Die Verhandlung vor dem Jugendgericht mochte ich nicht lesen. Als ich im Bericht aus der Erziehungsanstalt las, ich lerne gut und mit Fleiss, war ich einen Moment freudig überrascht, bis ich las, ich sei aber bockig und verstockt, Aussichten: ungünstig. Empört und ratlos schlief ich irgendeinmal ein.
Am andern Morgen war mein Entschluss rasch gefasst: Keine Rückkehr in die Schweiz, dieses elende und hundsgemeine Land, in dem ich keine Chance hatte. Bevor ich meine Eltern gefunden hätte, hätte man wohl mich gefunden, und dann käme ich wahrscheinlich in die Festung Aarburg oder sonst wohin, von wo es kein Entrinnen mehr gab. Und vielleicht war meine Mutter inzwischen verheiratet und hatte eine Familie und hätte überhaupt keine Freude, wenn ich plötzlich auftauchte. Am Ende würde sie mich wieder in die Anstalt schicken. Ab jetzt, sagte ich mir, gab es nur noch mich selbst, Marcel Wyssbrod, und ich musste mein Leben ganz und gar allein in die Hand nehmen.
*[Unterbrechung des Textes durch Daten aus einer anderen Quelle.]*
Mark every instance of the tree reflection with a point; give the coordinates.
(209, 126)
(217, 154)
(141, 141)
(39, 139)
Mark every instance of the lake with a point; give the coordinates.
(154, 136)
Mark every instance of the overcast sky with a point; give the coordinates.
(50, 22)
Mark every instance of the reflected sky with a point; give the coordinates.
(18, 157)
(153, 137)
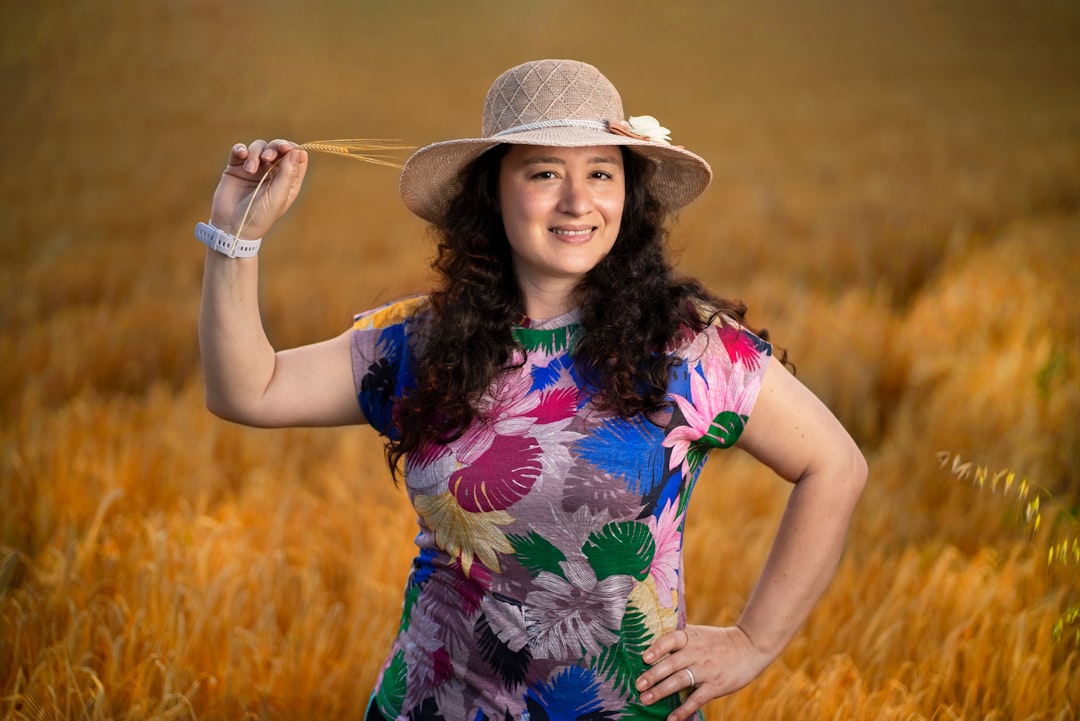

Ich hatte ein solches Pech gehabt in meinem bisherigen Leben, dass ich ab jetzt Glück haben wollte, das hatte ich zugut.
Dieser Gedanke war für mich wie eine grosse Befreiung. Nach dem reichlichen Frühstück, das mir die freundliche Wirtin aufstellte, brach ich frohgemut auf, nach Marseille. Im Flur des Gasthofs hing eine Karte von Frankreich, und ich hatte mir die nächsten Stationen gemerkt, Annecy, Chambéry, Grenoble, hatte sie mir sogar aufgeschrieben, denn im Rucksack fand sich ein Bleistift und ein kleiner Notizblock.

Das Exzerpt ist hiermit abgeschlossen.